Question

In Young's double slit experiment, the separation between the two slits is $d$ and the wavelength of the light is $\lambda$. The intensity of light falling on slit $1$ is four times the intensity of light falling on slit $2$. Choose the correct choice(s).

• A. If $d=\lambda$, the screen will contain only one maximum.
• B. If $\lambda <d<2\lambda$, at least one more maximum (besides the central maximum) will be observed on the screen.
• C. If the intensity of lights falling on slit $1$ is reduced so that it becomes equal to that of slit $2$, the intensities of the observed dark and bright fringes will increase.
• D. If the intensity of light falling on slit $2$ is increased so that it becomes equal to that of slit $1$, the intensities of the observed dark and bright fringes will increase.
  

Answer 1

Answer: (A), (B)

If $\lambda <d<2\lambda$, at least one more maximum (besides the central maximum) will be observed on the screen.

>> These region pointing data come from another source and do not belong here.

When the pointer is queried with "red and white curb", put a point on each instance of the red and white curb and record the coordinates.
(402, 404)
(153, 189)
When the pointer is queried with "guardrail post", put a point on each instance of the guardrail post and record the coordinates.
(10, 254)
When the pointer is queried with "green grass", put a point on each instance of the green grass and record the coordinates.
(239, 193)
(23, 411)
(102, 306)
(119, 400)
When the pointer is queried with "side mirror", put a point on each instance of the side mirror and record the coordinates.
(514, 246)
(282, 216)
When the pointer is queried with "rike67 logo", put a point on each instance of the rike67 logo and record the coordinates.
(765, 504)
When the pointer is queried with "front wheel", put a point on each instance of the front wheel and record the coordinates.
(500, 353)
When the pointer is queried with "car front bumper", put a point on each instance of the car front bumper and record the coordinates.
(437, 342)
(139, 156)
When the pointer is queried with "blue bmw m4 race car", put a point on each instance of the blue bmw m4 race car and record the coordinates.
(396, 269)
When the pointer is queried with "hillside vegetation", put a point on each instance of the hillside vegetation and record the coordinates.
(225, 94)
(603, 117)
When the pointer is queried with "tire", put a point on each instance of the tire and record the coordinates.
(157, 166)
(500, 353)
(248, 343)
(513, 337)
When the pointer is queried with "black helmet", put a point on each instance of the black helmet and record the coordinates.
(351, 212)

Path difference between the lights from $S_1$, and $S_2$ reaching the point $P$,

$\Delta x=d\sin \theta$

For maxima, $\Delta x=n\lambda$

So, $d\sin \theta =n\lambda$

For $d=\lambda \Rightarrow \sin \theta =n(\sin \theta \ne 1,-1)$

Thus, $n=0$ gives $\theta =0$ means there will be only one bright fringe that is central maxima.

Similarly, for $\lambda <d<2\lambda \Rightarrow 1<\frac{n}{\sin \theta }<2$

Thus, $\sin \theta <n$ and $\sin \theta >\frac{n}{2}$

Hence, there will be one central maxima and first order maxima.

Resultant intensity for dark fringes,

$I=(\sqrt{I_1}-\sqrt{I_2}{)}^2$

Now initially $I_2=I_0\text{and}{I}_1=4I_0$

$\Rightarrow I=I_0$

When $I_1=I_2$ then $I=0$.

Thus, by making intensities of both the slits equal, intensity of dark fringes is always less than the intensity when slits have unequal intensity.

Hence, options $\left(\text{A}\right)$ and $\left(\text{B}\right)$ are correct.